The colour structure of the landscape Winter (1907), painted in the Poltava region, was designed in blue and white palette with flashes of pink with elaborate decorative. In his landscapes the display of the usual corner, above all Sloboda Ukraine, turns into a generalised image of Ukraine. In his work Street in Uman (1895) the picture of a provincial Ukrainian town, its dusty roads, winding streets, ramshackle houses and domes of the churches were reflected with high authenticity. The world that Berkos conveys sparkles with a stream of sun, light and color.

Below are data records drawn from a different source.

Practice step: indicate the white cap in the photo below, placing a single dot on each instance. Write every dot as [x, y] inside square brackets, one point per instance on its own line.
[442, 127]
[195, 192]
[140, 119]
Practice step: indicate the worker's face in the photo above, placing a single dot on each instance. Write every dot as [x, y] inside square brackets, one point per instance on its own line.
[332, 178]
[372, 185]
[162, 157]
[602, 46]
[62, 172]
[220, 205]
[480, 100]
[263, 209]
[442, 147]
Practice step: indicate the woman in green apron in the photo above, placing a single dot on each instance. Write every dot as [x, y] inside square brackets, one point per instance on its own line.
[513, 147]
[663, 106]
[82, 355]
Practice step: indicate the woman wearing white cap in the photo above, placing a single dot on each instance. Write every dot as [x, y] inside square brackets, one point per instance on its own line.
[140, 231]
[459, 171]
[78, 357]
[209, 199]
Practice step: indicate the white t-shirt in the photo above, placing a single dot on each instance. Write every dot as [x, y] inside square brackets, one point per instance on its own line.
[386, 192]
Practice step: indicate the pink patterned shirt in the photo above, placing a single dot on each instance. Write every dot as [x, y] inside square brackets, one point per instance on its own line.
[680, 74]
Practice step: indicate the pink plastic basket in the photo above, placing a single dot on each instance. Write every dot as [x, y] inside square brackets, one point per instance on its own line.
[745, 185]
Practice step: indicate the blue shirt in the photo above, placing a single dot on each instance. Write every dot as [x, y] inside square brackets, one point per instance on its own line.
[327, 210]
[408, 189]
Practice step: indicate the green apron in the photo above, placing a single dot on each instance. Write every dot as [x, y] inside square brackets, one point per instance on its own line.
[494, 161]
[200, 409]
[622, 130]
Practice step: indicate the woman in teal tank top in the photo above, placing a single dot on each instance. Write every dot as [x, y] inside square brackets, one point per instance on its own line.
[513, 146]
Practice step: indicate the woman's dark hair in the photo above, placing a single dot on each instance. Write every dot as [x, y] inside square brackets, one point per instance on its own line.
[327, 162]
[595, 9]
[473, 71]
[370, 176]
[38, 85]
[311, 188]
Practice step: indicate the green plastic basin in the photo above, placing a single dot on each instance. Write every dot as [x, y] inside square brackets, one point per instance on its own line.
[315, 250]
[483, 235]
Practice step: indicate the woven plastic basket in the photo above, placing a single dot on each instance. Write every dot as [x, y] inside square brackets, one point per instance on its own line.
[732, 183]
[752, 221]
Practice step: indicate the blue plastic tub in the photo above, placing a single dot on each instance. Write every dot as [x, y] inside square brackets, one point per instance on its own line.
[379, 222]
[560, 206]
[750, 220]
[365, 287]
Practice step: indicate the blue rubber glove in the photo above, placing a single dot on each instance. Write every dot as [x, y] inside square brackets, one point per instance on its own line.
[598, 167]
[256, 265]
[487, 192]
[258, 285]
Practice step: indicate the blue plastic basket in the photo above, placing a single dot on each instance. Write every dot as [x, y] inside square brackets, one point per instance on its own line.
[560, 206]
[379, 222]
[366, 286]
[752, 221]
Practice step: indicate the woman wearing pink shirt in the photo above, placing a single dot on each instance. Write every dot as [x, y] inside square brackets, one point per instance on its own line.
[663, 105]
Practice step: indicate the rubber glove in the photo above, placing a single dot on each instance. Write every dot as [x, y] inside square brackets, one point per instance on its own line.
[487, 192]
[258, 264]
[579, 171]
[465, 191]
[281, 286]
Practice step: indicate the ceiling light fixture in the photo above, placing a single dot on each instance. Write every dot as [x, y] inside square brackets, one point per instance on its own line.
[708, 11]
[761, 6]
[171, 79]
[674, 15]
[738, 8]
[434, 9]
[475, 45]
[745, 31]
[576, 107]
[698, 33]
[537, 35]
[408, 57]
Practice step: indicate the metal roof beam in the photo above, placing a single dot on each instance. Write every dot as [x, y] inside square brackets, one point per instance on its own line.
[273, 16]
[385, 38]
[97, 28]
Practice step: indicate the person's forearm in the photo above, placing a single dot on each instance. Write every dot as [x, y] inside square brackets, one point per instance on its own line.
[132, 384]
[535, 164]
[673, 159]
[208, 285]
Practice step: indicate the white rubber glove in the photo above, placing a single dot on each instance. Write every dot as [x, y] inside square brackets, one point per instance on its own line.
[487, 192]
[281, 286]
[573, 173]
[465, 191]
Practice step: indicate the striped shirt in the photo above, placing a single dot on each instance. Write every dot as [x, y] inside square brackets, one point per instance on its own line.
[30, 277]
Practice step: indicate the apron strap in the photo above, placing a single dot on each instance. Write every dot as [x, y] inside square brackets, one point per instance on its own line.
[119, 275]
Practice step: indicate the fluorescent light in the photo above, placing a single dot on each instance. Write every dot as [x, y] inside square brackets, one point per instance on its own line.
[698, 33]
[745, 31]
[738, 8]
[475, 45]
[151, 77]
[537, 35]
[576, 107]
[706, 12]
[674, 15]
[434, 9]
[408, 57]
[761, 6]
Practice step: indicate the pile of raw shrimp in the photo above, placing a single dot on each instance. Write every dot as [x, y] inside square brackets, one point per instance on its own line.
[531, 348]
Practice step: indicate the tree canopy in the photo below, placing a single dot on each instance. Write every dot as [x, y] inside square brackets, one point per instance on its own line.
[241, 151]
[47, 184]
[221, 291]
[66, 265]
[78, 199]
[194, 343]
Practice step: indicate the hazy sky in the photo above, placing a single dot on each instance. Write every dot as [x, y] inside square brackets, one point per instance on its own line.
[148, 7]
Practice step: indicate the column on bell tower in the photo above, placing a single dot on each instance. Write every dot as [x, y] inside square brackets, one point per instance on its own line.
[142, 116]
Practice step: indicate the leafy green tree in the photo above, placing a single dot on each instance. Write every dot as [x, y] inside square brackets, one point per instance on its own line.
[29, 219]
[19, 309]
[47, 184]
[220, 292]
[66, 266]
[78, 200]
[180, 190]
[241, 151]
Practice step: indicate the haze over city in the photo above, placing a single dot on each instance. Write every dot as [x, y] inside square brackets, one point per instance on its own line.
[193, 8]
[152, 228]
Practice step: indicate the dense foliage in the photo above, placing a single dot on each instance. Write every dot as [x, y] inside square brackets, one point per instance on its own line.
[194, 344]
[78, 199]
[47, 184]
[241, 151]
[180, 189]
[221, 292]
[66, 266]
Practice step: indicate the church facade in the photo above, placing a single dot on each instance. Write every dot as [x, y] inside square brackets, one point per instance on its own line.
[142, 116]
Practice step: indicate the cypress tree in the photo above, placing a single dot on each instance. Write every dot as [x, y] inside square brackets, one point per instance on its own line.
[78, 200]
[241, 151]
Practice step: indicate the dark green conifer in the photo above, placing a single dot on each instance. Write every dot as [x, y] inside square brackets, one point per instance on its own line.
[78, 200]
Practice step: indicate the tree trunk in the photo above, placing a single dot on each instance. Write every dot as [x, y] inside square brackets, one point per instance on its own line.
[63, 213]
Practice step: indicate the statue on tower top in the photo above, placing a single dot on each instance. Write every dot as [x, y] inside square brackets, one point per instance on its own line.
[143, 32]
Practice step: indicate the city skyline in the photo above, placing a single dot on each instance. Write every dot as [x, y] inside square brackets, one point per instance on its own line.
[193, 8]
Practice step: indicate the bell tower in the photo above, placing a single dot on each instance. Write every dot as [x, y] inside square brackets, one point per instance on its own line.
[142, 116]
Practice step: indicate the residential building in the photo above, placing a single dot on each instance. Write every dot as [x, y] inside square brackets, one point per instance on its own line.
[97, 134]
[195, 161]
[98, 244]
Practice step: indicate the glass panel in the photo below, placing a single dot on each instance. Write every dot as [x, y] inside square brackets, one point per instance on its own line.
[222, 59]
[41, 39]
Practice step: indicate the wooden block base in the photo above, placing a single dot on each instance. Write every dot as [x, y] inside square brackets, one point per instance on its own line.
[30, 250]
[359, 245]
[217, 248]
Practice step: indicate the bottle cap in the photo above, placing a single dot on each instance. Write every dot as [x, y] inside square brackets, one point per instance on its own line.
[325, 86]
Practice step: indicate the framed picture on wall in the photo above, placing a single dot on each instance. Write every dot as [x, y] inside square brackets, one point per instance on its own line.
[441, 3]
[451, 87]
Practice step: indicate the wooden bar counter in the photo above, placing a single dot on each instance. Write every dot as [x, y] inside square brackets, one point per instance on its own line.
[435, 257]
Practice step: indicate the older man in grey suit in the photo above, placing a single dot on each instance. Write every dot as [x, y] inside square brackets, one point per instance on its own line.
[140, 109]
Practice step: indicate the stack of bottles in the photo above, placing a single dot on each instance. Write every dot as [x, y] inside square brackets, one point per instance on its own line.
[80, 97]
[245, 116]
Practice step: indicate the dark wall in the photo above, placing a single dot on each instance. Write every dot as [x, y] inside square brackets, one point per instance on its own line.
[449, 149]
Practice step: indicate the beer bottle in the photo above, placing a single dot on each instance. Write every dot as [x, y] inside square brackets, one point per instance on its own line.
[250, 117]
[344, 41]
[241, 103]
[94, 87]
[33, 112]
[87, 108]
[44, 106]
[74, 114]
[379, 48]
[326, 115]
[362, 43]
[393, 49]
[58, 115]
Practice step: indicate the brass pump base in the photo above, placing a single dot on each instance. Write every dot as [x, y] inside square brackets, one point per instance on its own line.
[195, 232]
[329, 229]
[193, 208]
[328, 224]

Painting quickly, each picture has its own coloristic discovery.  There is a phenomenon called the "absolute eye" of the artist.  Among the "seasonal predilections" of the master are summer and spring, the period of the lush flowering of everything on earth.  With his hedonistic aspirations, the artist seeks to represent the world in its entirety and in all its brightness. Seemingly drawing his inspiration from the backgrounds of Renoir and Monet, he used their bright, multicolored hues. Berkos creates the feeling of a stroll in the flowering garden, flooded with midday light.

== Literature ==

- Енциклопедія українознавства. У 10-х томах. / Головний редактор Володимир Кубійович. — Париж; Нью-Йорк: Молоде життя, 1954—1989.
- М. А. Беркос. С. М. Ткаченко. П. О. Левченко. Живопис, графіка. Каталог. — Харків, 1991.
- Харківська пейзажна школа: остання чверть ХІХ — початок ХХ століття. — Київ: «Родовід», 2009.